Expanding that difintion to include inter -clock transfers and setup and hold times gets a bit messy. So it's probably easier to think of it as "how synchronous" an edge or a hold time is between two registers. We tend to think of "synchronous" as "occurring at the same time". But things rarely occur at absolutely exactly the same time. So we need to put a tolerance on that time. And tolerances are often stated in terms of positive and negative (i.e. ±).
Clock skew happens when clock edges happen at different times in different blocks of the circuit. This may be due to physical distance, clock buffers or parasitic reactances. Skew can be positive or negative (clock anticipated or delayed), depending on which signal is taken as reference.
Normally, in a synchronous network clock skew can generate errors in the data: an example are dynamic gates, where the output is pre-charged in a phase of the clock and elaborated in the other. Skew may cause the propagation of the pre-charge state instead of the right one.
In synchronous logic, skew is considered together with latency, setup time and hold time of gates and registers to determine the maximum clock frequency that can be used. If skew is not known a priori, it must be considered as a tolerance and will contribute negatively to the speed of the system.
Skew can also be used to delay the clock to a register, providing more time for the logic before that register to elaborate.
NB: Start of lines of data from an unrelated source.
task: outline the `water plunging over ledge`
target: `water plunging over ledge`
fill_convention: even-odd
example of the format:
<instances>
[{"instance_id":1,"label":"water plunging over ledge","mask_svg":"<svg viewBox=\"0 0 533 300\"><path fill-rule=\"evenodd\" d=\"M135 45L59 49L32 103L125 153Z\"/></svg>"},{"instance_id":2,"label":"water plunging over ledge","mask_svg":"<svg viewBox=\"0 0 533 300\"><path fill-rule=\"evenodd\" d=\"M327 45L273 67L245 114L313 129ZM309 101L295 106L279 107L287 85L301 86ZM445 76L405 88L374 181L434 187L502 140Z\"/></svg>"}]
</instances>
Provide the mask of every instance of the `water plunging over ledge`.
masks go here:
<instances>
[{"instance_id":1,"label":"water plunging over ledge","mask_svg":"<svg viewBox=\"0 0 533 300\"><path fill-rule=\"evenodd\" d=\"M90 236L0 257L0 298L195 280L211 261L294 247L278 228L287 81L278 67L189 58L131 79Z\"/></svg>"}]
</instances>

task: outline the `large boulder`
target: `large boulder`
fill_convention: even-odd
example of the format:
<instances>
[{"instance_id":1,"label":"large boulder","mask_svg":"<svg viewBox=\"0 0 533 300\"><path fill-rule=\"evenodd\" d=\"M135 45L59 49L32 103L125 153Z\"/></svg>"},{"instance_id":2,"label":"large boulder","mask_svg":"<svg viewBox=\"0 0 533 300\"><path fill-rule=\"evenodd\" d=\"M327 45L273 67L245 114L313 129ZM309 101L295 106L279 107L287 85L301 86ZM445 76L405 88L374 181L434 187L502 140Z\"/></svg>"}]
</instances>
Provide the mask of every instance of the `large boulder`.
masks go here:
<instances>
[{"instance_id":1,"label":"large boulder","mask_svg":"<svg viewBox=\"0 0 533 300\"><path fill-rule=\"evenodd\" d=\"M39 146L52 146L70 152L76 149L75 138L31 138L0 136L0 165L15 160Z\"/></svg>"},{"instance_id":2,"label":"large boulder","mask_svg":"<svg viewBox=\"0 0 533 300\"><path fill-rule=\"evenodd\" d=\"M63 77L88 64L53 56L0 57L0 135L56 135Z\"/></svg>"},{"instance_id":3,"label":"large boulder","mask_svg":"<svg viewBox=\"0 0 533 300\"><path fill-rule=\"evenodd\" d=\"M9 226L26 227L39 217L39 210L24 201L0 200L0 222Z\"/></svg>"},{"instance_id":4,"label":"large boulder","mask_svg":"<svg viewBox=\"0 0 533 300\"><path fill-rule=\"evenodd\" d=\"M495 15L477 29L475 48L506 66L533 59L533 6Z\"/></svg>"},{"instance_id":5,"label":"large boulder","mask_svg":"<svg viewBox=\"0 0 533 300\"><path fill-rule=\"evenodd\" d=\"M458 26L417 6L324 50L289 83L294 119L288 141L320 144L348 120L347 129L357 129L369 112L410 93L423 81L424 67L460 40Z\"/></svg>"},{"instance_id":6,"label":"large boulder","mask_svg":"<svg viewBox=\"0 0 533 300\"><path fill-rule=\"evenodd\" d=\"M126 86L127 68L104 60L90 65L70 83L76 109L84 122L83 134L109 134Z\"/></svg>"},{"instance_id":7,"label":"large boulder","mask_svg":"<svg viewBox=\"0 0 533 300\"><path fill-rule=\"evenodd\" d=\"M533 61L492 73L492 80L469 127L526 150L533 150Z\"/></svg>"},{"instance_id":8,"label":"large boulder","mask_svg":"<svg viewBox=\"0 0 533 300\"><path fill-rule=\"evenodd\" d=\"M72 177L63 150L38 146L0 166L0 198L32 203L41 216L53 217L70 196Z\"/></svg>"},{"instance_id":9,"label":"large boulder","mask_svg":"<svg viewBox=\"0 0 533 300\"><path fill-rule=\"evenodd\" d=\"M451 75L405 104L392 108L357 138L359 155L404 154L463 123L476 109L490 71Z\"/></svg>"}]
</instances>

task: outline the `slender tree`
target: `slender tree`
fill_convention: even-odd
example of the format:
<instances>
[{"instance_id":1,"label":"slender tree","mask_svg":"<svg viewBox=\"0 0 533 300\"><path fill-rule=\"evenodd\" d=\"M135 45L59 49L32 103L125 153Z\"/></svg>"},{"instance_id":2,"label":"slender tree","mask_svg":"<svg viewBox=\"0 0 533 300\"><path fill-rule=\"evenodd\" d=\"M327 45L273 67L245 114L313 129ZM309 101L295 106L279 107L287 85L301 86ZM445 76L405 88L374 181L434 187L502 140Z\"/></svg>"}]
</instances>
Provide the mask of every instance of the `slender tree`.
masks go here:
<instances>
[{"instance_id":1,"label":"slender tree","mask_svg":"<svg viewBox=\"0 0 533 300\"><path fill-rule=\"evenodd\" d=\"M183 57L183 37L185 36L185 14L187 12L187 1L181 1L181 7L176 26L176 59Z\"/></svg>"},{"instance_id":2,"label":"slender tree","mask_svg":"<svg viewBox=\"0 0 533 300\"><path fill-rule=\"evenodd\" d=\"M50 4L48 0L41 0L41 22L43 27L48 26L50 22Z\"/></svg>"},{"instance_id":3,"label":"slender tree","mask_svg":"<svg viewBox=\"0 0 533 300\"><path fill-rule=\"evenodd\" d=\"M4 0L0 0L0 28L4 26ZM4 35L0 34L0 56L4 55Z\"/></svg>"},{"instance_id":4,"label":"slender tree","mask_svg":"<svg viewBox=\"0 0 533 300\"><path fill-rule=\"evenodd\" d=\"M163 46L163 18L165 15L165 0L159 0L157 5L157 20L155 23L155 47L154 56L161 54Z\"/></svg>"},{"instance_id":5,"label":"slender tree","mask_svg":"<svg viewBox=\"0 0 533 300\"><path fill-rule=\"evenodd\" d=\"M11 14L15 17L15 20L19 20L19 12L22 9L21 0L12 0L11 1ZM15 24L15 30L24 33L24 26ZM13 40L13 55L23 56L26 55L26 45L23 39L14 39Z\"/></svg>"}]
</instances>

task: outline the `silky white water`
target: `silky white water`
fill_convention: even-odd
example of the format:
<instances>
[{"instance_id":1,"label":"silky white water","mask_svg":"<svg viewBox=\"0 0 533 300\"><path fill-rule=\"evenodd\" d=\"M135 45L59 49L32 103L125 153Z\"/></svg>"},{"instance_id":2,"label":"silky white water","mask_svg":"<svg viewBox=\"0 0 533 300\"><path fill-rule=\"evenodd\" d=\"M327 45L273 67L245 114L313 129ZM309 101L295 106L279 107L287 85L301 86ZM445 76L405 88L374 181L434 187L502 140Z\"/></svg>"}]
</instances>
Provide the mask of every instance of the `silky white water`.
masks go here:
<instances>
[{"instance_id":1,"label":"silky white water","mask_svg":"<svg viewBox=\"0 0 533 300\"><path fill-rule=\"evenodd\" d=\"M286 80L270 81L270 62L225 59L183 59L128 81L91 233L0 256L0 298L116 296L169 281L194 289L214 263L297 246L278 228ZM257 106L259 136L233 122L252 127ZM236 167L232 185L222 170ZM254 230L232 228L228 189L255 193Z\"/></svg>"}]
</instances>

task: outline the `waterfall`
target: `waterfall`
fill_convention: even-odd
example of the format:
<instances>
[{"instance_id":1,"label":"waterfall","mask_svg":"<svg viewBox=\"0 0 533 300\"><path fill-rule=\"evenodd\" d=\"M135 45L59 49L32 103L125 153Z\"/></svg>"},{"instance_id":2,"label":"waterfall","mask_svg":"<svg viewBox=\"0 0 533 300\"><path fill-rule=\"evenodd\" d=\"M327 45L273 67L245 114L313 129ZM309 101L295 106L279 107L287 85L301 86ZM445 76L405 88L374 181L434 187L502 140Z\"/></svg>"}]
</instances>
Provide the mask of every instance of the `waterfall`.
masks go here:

Therefore a faster clock can be used still satisfying the requirements of setup and hold time of the register.
This is a brief explanation and may not be clear, but you can always google or check on wiki for more details.
Best Answer
Consider the case where you have some data that you want to latch into a register under some particular conditions:
Here you would assert the gate signal whenever you want to save the data from flip-flop D1 into flip-flop D2 (maybe the D2 is a read buffer or part of a shift register, and a read transaction was just detected). However, meanwhile the input data to D1 may be changing.
The clock signal to the D1 happens pretty much as soon as the clock generator produces a rising edge. D2, however, doesn't see the clock edge until sometime later, due to the propagation delay through the AND gate.
If D1's state has changed, then D2 might latch in the new data, rather than old data you expected from your RTL simulation. Worse, depending on the clock-to-Q delay of D1 , the AND gate delay, and the flip-flop hold time, D2's input may be in the middle of changing when it detects the clock signal rising edge, causing its output to go metastable.
If, instead, you use a flip-flop with a clock-enable input,
you won't have this problem. Assuming the flip-flops have zero hold time (typical within FPGA's), there's no extra delay for the clock reaching D2, and the two flip-flops will sense the clock edge at (darn near) the same time. Then D2 will always see the "old" data from D1 as your RTL simulation led you to expect, and won't have a problem with metastability.